Neighborhood Check-In: Southern Tier - Cuba, NY

Event Description

On Thursday, June 1st, 2017, 58 people gathered at Cuba Cultural Center in Cuba, NY, for the first of what would become three Neighborhood Check-Ins within the Southern Tier, and the first Truth Commission on Poverty in New York State. The event began with the sharing of a meal. The commissioners’ panel consisted of local leaders representing faith communities, labor, local government, and community organizations. The commissioners included four local representatives from the area, one state commissioner from the Hudson Valley, and one national commissioner from the Kairos Center. Testimonies began with the sobering presentation of state and regional poverty statistics. Additional statements were received from eight people on their contextual, lived experience with economic hardship. Their comments spoke directly to the challenges and traumas they experience as people struggling with the injustices of poverty. Five individuals who work as advocates and service providers also shared important content based upon their years of service with marginalized and economically disenfranchised residents of the Southern Tier.  

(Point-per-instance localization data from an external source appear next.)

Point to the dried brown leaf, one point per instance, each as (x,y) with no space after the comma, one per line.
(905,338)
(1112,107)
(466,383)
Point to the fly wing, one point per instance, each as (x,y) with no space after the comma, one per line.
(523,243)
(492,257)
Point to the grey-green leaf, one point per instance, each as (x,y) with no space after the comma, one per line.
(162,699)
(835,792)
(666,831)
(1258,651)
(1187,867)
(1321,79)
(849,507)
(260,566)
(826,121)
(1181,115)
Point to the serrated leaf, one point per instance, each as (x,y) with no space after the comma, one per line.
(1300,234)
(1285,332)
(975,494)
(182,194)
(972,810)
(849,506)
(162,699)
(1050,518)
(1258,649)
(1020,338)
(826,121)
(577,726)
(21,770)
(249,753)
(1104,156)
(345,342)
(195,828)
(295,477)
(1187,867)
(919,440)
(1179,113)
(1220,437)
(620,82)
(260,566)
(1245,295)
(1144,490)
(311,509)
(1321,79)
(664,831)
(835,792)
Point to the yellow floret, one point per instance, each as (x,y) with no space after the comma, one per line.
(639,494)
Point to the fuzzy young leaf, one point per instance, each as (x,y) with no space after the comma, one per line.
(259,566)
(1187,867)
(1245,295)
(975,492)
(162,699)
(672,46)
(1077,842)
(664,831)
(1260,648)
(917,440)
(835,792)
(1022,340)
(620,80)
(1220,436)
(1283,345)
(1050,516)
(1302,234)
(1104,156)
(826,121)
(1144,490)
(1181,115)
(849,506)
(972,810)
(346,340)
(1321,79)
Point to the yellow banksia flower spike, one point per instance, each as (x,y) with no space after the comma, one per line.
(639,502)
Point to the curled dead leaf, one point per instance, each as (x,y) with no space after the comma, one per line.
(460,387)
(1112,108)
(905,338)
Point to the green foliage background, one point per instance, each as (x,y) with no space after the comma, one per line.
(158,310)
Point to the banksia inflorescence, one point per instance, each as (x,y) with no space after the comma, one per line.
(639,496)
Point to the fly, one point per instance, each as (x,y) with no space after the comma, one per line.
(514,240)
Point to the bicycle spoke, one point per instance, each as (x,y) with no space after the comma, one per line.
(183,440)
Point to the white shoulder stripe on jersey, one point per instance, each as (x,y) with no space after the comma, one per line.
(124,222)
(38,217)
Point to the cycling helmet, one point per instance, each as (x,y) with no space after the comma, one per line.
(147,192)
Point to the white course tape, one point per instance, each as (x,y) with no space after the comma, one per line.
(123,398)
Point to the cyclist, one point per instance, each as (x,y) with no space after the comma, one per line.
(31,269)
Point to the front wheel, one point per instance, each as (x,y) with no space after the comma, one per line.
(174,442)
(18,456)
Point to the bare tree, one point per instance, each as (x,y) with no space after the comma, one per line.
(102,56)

The particular transportation challenges of rural regions made attendance at the Cuba event impossible for some individuals. At their request, two additional listening events were scheduled in Olean, NY. The first of these additional Check-ins was held at the Olean Meditation Center, on June 29th.  Eight people attended this check-in, where three of the Southern Tier Commissioners received testimony. Three young adults with contextual experience, one community member, and an attorney who has practiced in the area for some time, gave testimony that day.  The final Southern Tier Check-In was held at the African American Center for Cultural Development, in Olean, on July 22nd. In addition to two regional commissioners, eleven community members were in attendance, listening as two people shared their personal experiences of injustice and poverty. Three service providers were in the audience at this last event. One of them, a local pastor, shared the great level of fear which individuals expressed to her personally at the thought of publicly sharing their lived experience with poverty.  Because of this fear of retaliation from within the community, providers shared on their behalf.

Co-Sponsors: Labor-Religion Coalition of NYS, Cuba Cultural Center, ACCORD, Fiscal Policy Institute, New York State United Teachers, Food Bank of the Southern Tier

Testifiers (and organizations, where applicable)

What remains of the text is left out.